8 min read

How Efficient Is DeepSeek V3? Calculating Its MFU Around 37%

This article derives DeepSeek V3's training Model FLOPs Utilization (MFU) using publicly available data, showing an MFU of roughly 37%—about a 60% improvement over V2—and provides detailed formulas, parameter settings, and a reproducible Python script.

Baobao Algorithm Notes

Jan 7, 2025

How Efficient Is DeepSeek V3? Calculating Its MFU Around 37%

Background

DeepSeek V3 was released in December 2024 and was trained for roughly $5.57 million, prompting interest in its training efficiency.

Motivation

The goal is to compute the Model FLOPs Utilization (MFU) of DeepSeek V3 from publicly available information to provide a benchmark for future work.

Parameter Specification

dim = 7168
inter_dim = 18432
moe_inter_dim = 2048
n_layers = 61
n_dense_layers = 3
n_heads = 128
n_routed_experts = 256
n_shared_experts = 1
n_activated_experts = 8
q_lora_rank = 1536
kv_lora_rank = 512
qk_nope_head_dim = 128
qk_rope_head_dim = 64
v_head_dim = 128

Forward FLOP Formulas

Define qk_head_dim = qk_nope_head_dim + qk_rope_head_dim.

Q projection (down + up):

flops = 2 * bs * seq_len * dim * q_lora_rank + 2 * bs * seq_len * q_lora_rank * n_heads * qk_head_dim

KV down projection:

flops += 2 * bs * seq_len * dim * (kv_lora_rank + qk_rope_head_dim)

KV up projection:

flops += 2 * bs * seq_len * kv_lora_rank * n_heads * (qk_nope_head_dim + v_head_dim)

Score (Q×Kᵀ):

flops += 2 * bs * seq_len * seq_len * n_heads * qk_head_dim / 2

Score×V:

flops += 2 * bs * seq_len * seq_len * n_heads * v_head_dim / 2

Output projection (Wo): flops += 2 * bs * seq_len * n_heads * v_head_dim * dim Additional FLOPs are computed for MoE, MLP, embedding, and LM‑head layers:

MoE forward:

flops += 2 * bs * seq_len * dim * moe_inter_dim * 3 + 2 * bs * seq_len * moe_inter_dim

MLP forward:

flops += 2 * bs * seq_len * dim * inter_dim * 3 + 2 * bs * seq_len * inter_dim

Embedding: flops += 2 * bs * seq_len * dim LM head (single head, no MTP):

flops += 2 * bs * seq_len * dim * vocab_size

MFU Computation

Backward FLOPs are approximated as twice the forward FLOPs, excluding the recomputation cost of the attention backward pass. DeepSeek V3 has 61 layers (3 dense, 58 MoE) and a context length of 4 K tokens. Summing FLOPs for 1 T tokens yields flops_per_1T_tokens.
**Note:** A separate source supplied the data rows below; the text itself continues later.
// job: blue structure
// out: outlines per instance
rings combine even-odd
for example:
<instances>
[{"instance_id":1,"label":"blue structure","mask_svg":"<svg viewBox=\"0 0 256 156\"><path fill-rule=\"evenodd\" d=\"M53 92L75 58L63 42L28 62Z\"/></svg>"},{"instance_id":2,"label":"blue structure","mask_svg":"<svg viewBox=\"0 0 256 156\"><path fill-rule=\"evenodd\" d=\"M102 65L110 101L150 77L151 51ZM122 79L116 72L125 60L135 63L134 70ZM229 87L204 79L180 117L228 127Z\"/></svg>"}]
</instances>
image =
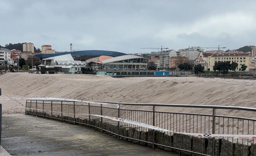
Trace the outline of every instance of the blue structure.
<instances>
[{"instance_id":1,"label":"blue structure","mask_svg":"<svg viewBox=\"0 0 256 156\"><path fill-rule=\"evenodd\" d=\"M64 53L56 53L54 54L38 54L34 56L35 57L42 59L54 56L59 56L70 54L75 60L85 61L86 60L94 57L98 57L102 55L116 57L127 55L117 52L100 50L88 50L76 51L72 52L66 52Z\"/></svg>"}]
</instances>

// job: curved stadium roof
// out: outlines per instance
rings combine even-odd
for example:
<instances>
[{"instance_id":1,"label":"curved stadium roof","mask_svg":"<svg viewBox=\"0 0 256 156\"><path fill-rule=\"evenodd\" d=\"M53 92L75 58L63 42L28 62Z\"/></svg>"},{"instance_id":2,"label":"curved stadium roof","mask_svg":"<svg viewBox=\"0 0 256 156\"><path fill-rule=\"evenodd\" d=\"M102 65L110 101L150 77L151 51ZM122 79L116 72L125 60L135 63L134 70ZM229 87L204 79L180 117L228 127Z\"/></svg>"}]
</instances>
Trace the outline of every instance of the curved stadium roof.
<instances>
[{"instance_id":1,"label":"curved stadium roof","mask_svg":"<svg viewBox=\"0 0 256 156\"><path fill-rule=\"evenodd\" d=\"M130 59L147 59L141 57L140 56L136 56L135 55L126 55L120 56L118 57L113 57L111 59L108 59L103 60L101 62L103 64L109 63L110 63L114 62L119 61L122 61L123 60L129 60Z\"/></svg>"},{"instance_id":2,"label":"curved stadium roof","mask_svg":"<svg viewBox=\"0 0 256 156\"><path fill-rule=\"evenodd\" d=\"M81 55L106 55L116 57L127 55L117 52L112 51L106 51L100 50L88 50L76 51L72 52L66 52L64 53L57 53L54 54L38 54L34 56L37 58L47 58L48 57L53 57L54 56L59 56L63 55L70 54L72 57L75 57Z\"/></svg>"}]
</instances>

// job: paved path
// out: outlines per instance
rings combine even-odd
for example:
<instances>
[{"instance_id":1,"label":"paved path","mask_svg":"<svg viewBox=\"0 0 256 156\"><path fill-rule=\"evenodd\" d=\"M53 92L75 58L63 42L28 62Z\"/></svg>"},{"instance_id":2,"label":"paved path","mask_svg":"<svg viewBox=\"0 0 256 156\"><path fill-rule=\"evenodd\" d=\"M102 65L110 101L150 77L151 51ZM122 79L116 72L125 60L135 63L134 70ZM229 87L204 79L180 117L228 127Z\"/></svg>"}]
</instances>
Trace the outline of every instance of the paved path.
<instances>
[{"instance_id":1,"label":"paved path","mask_svg":"<svg viewBox=\"0 0 256 156\"><path fill-rule=\"evenodd\" d=\"M23 114L2 117L1 145L13 155L170 156L84 126Z\"/></svg>"}]
</instances>

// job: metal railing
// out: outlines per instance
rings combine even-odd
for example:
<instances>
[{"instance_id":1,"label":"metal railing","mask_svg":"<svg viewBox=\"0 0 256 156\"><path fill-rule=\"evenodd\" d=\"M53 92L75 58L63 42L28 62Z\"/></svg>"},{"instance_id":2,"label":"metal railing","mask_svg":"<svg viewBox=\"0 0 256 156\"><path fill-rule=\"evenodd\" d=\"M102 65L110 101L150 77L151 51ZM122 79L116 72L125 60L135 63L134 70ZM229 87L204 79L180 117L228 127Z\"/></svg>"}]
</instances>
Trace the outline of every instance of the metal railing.
<instances>
[{"instance_id":1,"label":"metal railing","mask_svg":"<svg viewBox=\"0 0 256 156\"><path fill-rule=\"evenodd\" d=\"M253 146L255 144L252 139L192 137L185 134L152 130L92 115L127 119L174 132L254 135L256 132L256 119L225 114L227 111L231 113L232 110L237 114L245 114L242 113L242 111L256 114L256 108L214 105L101 102L109 104L66 101L28 100L26 107L31 109L26 109L26 114L85 125L101 132L112 133L118 139L153 148L164 149L182 154L219 156L221 155L220 153L226 153L226 155L244 154L256 156L256 146ZM118 104L120 106L117 108ZM170 111L177 107L180 108L179 111ZM196 111L200 113L188 113L193 108L196 108ZM188 113L183 113L186 112ZM225 147L227 148L229 146L230 148L227 149L222 148Z\"/></svg>"}]
</instances>

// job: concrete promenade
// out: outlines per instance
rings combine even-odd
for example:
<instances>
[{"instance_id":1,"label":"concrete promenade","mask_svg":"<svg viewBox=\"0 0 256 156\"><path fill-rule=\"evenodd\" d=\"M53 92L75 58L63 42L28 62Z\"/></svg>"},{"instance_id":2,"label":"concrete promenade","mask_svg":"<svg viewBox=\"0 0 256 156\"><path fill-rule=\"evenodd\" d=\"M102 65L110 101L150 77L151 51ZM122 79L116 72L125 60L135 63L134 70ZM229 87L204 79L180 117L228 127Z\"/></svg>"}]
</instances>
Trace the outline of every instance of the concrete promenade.
<instances>
[{"instance_id":1,"label":"concrete promenade","mask_svg":"<svg viewBox=\"0 0 256 156\"><path fill-rule=\"evenodd\" d=\"M84 126L24 114L2 117L1 145L12 155L170 156Z\"/></svg>"}]
</instances>

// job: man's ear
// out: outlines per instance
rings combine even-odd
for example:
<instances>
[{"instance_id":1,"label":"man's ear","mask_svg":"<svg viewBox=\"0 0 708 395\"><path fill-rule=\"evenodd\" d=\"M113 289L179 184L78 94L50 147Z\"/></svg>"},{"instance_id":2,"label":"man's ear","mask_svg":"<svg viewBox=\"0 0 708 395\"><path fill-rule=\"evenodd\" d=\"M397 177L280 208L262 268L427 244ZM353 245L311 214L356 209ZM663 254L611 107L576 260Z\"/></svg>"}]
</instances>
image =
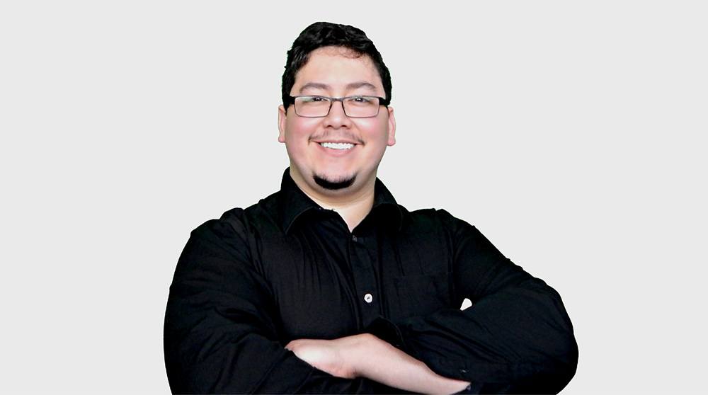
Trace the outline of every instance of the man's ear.
<instances>
[{"instance_id":1,"label":"man's ear","mask_svg":"<svg viewBox=\"0 0 708 395\"><path fill-rule=\"evenodd\" d=\"M389 140L387 142L389 147L396 144L396 117L394 116L394 109L392 107L387 107L389 110Z\"/></svg>"},{"instance_id":2,"label":"man's ear","mask_svg":"<svg viewBox=\"0 0 708 395\"><path fill-rule=\"evenodd\" d=\"M278 141L285 142L285 120L287 118L287 113L285 108L281 104L278 106Z\"/></svg>"}]
</instances>

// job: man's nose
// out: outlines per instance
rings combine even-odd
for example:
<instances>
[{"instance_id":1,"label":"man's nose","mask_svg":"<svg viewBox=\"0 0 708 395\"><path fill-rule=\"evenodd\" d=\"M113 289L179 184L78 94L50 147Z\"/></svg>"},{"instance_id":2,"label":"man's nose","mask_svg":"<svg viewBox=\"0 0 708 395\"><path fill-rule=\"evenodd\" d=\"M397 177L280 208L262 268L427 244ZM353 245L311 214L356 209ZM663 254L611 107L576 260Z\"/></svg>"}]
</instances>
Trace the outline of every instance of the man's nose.
<instances>
[{"instance_id":1,"label":"man's nose","mask_svg":"<svg viewBox=\"0 0 708 395\"><path fill-rule=\"evenodd\" d=\"M351 126L351 119L344 113L344 103L333 101L329 114L324 118L325 125L333 127L349 127Z\"/></svg>"}]
</instances>

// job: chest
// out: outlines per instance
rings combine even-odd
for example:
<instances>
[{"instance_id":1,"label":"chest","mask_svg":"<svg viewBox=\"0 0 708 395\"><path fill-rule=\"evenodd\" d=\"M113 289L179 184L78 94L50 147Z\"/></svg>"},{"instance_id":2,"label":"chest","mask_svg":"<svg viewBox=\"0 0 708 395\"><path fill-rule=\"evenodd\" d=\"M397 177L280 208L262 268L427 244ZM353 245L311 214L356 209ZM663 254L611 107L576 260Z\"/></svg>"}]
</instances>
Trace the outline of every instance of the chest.
<instances>
[{"instance_id":1,"label":"chest","mask_svg":"<svg viewBox=\"0 0 708 395\"><path fill-rule=\"evenodd\" d=\"M257 259L283 338L334 338L452 305L452 257L434 232L357 235L313 227L270 239Z\"/></svg>"}]
</instances>

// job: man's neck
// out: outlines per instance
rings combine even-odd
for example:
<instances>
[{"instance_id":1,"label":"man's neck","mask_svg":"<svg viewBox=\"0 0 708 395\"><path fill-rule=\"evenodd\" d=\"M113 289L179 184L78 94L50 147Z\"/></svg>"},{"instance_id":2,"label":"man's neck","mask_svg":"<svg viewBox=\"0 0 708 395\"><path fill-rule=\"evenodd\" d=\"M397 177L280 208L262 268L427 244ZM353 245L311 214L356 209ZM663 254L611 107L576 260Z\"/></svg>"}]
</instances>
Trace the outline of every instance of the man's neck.
<instances>
[{"instance_id":1,"label":"man's neck","mask_svg":"<svg viewBox=\"0 0 708 395\"><path fill-rule=\"evenodd\" d=\"M295 184L314 202L328 210L337 212L346 222L351 231L366 217L374 205L374 187L376 179L369 181L358 190L341 196L328 196L312 190L305 185L300 185L295 180Z\"/></svg>"}]
</instances>

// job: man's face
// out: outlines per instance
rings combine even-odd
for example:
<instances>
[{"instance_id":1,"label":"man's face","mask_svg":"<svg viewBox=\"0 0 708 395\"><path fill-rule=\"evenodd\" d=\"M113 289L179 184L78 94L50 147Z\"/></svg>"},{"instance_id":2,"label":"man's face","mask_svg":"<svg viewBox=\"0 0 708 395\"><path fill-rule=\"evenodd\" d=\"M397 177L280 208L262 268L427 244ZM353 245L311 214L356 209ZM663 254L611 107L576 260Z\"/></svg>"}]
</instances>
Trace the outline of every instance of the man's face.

GPU‑hours are derived from the reported 2.664 M GPU‑hours on H800 GPUs and converted to H100 BF16 performance:

gpu_hours = 2.664 * 3600 / 1024  # H100‑equivalent hours
H100_peak_bf16_flops = 989.5e12  # 989.5 TFLOPS
MFU = flops_per_1T_tokens * 14.8 / (gpu_hours * H100_peak_bf16_flops)

Results

The original script (

https://github.com/feifeibear/DPSKV3MFU/blob/main/dpskv3_flops.py

) reports an MFU of 37.2 %.

After correcting unit inconsistencies and recalibrating the GPU‑hour conversion, the refined MFU is 36.2 %. An alternative upper‑bound estimation (using a simplified attention FLOP model) yields 39.0 %.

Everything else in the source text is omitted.